CHAPTER THREE

It's the lawnmowers that get me most,' said Helen to Christine Summerfield.

'Lawnmowers in summer. Trimmers, hedge cutters, tree clippers, anything electrical. In winter it's hammers and drills. Lawnmowers are worse.'

`Did you have a garden in London?' Faraway London, as if it were another planet. All of twelve miles away. A lifetime.

Oh, yes. Had? Still have. And a lawn, even. Well, a sort of a lawn. I clipped it with shears after the push- and-shove mower gave up the ghost. Rusted beyond repair, seemed undignified to use it in old age. I hope they – the tenants, I mean – look after it. But I never had a high-pitched machine, not like these things sounding like a swarm of angry flies.'

Christine was immune. She had lived here longer, relished the sounds of rural suburbia. 'Won't take a minute,' she said cheerfully. 'Only a small patch of lawn. Anyway, sitting still is so much my favourite pastime I can stand any accompaniment.'

`This is the point,' said Helen. 'I should formally thank you for your company. You saved my sanity in the High Street.'

`Thank me? It's your house, your coffee, your Saturday morning. Such formality. Does that mean you want me to go?'

Oh, please don't. Have some more coffee, piece of cake, gin and tonic. Stay and talk.
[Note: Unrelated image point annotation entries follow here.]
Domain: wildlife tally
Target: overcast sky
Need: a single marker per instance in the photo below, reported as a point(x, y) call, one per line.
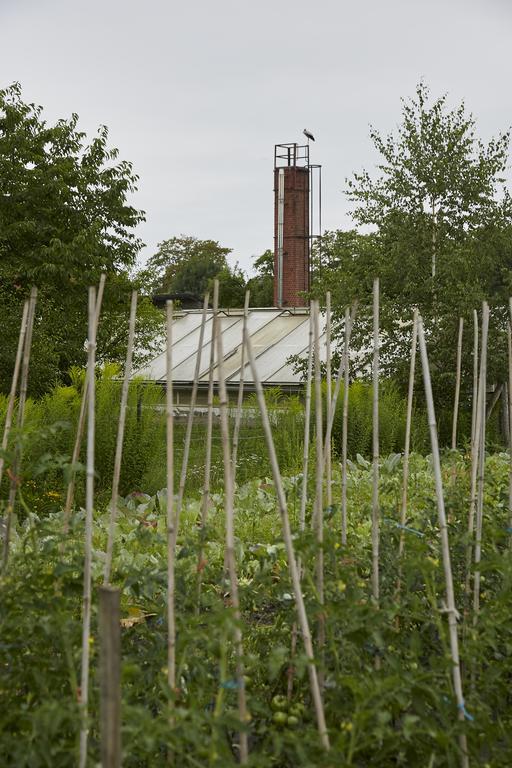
point(196, 93)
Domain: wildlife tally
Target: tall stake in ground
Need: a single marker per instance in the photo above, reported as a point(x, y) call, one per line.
point(205, 499)
point(120, 438)
point(320, 464)
point(190, 421)
point(89, 506)
point(307, 420)
point(476, 430)
point(375, 446)
point(81, 420)
point(292, 563)
point(344, 426)
point(475, 377)
point(408, 423)
point(230, 548)
point(328, 379)
point(16, 464)
point(238, 417)
point(110, 676)
point(14, 386)
point(304, 486)
point(482, 387)
point(457, 385)
point(451, 610)
point(509, 347)
point(171, 553)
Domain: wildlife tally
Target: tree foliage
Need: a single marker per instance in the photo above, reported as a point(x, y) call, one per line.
point(440, 223)
point(188, 265)
point(64, 219)
point(261, 285)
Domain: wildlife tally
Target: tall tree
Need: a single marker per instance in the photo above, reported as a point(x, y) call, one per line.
point(188, 265)
point(261, 285)
point(441, 223)
point(64, 219)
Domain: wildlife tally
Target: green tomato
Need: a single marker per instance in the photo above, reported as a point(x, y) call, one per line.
point(297, 709)
point(279, 703)
point(280, 718)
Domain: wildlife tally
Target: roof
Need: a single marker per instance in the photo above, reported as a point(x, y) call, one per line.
point(276, 335)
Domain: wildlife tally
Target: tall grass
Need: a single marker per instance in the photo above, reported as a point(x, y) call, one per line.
point(143, 469)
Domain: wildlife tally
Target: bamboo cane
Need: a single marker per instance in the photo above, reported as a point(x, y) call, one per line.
point(307, 419)
point(120, 438)
point(304, 486)
point(16, 464)
point(344, 428)
point(481, 465)
point(408, 424)
point(89, 505)
point(450, 610)
point(110, 676)
point(238, 416)
point(457, 385)
point(14, 386)
point(292, 563)
point(205, 500)
point(190, 422)
point(331, 407)
point(230, 549)
point(478, 410)
point(319, 508)
point(509, 347)
point(375, 446)
point(475, 376)
point(81, 420)
point(328, 378)
point(171, 553)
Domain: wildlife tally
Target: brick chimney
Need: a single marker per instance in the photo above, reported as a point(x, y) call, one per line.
point(291, 226)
Otherwise Geoffrey gets an earful when he gets home. No, I only mean I'm grateful for a kindred spirit, if that's the right phrase. Eat the cake, anything to keep you.'

Eat the cake? Encouraging me, you thin hypocrite. You can afford to eat the cake. I can't, but I'll eat it all the same.'

Inside me,' said Helen, 'is a fat person trying to get out. Six more months of domestic bliss in Branston and this damaged butterfly will have gone back to chrysalis. Fat chrysalis. I can't afford cake, either. Cake and country: why do they go together? Eat your calories, get lethargic, sit back and listen to the butterflies. OK, for once I admit the pleasure of it.'

The two women were a sharp contrast to each other. Christine Summerfield bore a seasonal name for a buttercup nature, resembled an attractive advertisement for dairy food – pleasantly plump and fair, heavy bosom, blue eyes, and expression of shrewd honesty. On first sight her role as professional caretaker of man or animal seemed obvious: she looked like what she was. Helen had guessed nurse first, then social worker. Right the second time.
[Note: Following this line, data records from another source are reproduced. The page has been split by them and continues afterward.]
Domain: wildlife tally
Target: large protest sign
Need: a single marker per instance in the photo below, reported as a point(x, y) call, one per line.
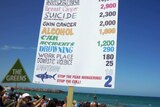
point(16, 74)
point(77, 43)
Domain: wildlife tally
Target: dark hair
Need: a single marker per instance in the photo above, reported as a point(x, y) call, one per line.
point(51, 103)
point(1, 88)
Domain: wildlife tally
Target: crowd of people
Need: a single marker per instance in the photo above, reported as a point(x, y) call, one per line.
point(17, 99)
Christine resembled the kindly guardian she was, sympathy implicit in every line of her face, while Helen – so easily ridden with pity, guilt, confusion, and fury, so prone to every surreptitious kindness or mercy her job or her life afforded – did not carry her compassion like a flag in her eyes.

She was small and dark, slender but muscular, occasionally fierce. She had a slightly lined face full of hidden humour, huge eyes, and a scar on her forehead. Christine considered her beautiful; Bailey did, too. Helen's previous Boss had called her a stubborn little brute.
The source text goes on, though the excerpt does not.